Common Mistakes to Avoid

  • Forgetting the always parameter: without it, headers are not sent on 4xx and 5xx error responses
  • Duplicate headers: setting the same header at http {}, server {}, and location {} levels causes Nginx to drop the parent-level ones
  • Enabling HSTS preload too early: getting removed from the preload list takes months
  • CSP with unsafe-inline: this defeats most of CSP’s value. Use nonces or hashes instead
  • Not testing in staging first: a strict CSP can break your site instantly
nginx server security

Quick Reference Table

Header Attack Mitigated Recommended Value
Strict-Transport-Security SSL stripping max-age=63072000; includeSubDomains; preload
X-Frame-Options Clickjacking SAMEORIGIN
X-Content-Type-Options MIME sniffing nosniff
Referrer-Policy URL leakage strict-origin-when-cross-origin
Permissions-Policy API abuse geolocation=(), camera=(), microphone=()
Content-Security-Policy XSS, injection default-src ‘self’

FAQ

Do I need all these security headers in Nginx?

At minimum, deploy HSTS, X-Content-Type-Options, X-Frame-Options, and Referrer-Policy. These four have almost zero risk of breaking your site and provide major protection. CSP requires more careful tuning per application.

Will security headers slow down my Nginx server?

No. Headers add a few hundred bytes to each response and are processed in microseconds. The performance impact is negligible compared to the security gain.

How do I add security headers in Nginx Proxy Manager?

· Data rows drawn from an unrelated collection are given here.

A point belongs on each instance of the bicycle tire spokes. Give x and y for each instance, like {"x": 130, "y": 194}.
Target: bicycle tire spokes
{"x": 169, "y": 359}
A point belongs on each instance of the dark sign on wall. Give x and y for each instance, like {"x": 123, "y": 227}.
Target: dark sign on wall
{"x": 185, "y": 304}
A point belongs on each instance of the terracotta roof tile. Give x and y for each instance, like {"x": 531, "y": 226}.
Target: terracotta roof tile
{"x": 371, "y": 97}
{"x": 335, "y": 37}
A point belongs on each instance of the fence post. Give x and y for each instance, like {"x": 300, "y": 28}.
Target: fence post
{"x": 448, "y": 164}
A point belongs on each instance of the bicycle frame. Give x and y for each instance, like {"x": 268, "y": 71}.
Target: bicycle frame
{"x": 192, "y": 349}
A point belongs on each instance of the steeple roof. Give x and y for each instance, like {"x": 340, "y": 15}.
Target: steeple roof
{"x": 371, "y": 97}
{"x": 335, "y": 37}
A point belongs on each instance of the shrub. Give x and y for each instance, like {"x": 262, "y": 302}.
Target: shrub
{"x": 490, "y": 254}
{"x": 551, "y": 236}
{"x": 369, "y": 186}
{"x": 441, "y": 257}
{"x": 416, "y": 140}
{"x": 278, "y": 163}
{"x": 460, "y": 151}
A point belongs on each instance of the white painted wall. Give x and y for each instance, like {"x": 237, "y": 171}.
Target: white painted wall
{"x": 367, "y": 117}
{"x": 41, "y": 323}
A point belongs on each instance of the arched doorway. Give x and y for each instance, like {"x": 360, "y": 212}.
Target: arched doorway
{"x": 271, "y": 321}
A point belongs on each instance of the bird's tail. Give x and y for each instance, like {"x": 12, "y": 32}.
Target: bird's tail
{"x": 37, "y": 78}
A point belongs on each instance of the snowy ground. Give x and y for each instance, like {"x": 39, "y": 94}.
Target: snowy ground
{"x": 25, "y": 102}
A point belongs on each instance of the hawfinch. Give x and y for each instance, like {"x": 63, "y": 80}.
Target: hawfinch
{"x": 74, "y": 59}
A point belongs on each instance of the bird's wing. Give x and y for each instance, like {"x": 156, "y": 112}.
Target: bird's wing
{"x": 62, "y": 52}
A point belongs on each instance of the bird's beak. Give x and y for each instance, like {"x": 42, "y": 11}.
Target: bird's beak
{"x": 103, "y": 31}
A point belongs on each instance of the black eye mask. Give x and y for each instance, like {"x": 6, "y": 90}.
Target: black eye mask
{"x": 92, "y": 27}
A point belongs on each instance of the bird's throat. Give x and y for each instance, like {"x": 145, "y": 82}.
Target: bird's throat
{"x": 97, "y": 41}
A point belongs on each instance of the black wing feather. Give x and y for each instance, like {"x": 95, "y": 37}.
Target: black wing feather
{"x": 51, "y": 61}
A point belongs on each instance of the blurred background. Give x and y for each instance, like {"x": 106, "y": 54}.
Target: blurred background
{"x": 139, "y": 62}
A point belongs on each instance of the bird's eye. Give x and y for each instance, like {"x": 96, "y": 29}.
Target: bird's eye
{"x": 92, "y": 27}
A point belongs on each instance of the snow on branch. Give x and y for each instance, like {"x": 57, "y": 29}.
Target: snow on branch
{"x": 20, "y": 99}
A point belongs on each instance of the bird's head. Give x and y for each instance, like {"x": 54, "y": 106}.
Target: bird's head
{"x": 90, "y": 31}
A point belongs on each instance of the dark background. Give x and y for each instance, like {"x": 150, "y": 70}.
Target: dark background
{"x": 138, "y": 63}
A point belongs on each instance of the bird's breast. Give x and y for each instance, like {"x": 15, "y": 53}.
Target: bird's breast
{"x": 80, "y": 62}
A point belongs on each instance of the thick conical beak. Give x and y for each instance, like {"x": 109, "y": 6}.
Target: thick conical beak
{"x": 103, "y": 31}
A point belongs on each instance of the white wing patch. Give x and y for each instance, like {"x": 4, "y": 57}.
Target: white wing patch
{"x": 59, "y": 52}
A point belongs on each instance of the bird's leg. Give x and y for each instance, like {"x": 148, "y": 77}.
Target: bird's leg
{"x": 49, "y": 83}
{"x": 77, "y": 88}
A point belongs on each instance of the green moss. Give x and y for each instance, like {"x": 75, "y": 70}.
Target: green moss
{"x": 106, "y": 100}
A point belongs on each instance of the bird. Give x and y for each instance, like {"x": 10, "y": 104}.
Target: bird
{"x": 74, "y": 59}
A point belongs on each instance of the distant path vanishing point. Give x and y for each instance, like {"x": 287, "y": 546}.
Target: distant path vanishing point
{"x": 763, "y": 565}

In NPM, edit your proxy host, go to the Advanced tab, and paste the add_header directives directly into the custom Nginx configuration field. Save and the changes apply on reload.

Why are my headers not showing up on error pages?

You forgot the always parameter. Without it, Nginx only sends add_header directives on 200, 201, 204, 206, 301, 302, 303, 304, 307, and 308 responses. Add always to apply them universally.

Can I use the same security headers config for multiple sites?

Yes, that is the recommended approach. Save your headers in /etc/nginx/snippets/security-headers.conf and include it in every server {} block. Centralizing the config makes updates trivial.

How often should I review my Nginx security headers?

Re-scan your sites every quarter. New browsers introduce new headers (like Cross-Origin policies) and deprecate old ones (X-XSS-Protection is now obsolete). Keep your config modern.

Final Thoughts

Configuring Nginx security headers is one of the highest ROI security tasks you can perform. Ten minutes of work prevents entire categories of attacks. Deploy the config block above, run a scan on securityheaders.com, and aim for that A+ grade. Then iterate on your CSP until you have a tight, app-specific policy you can trust.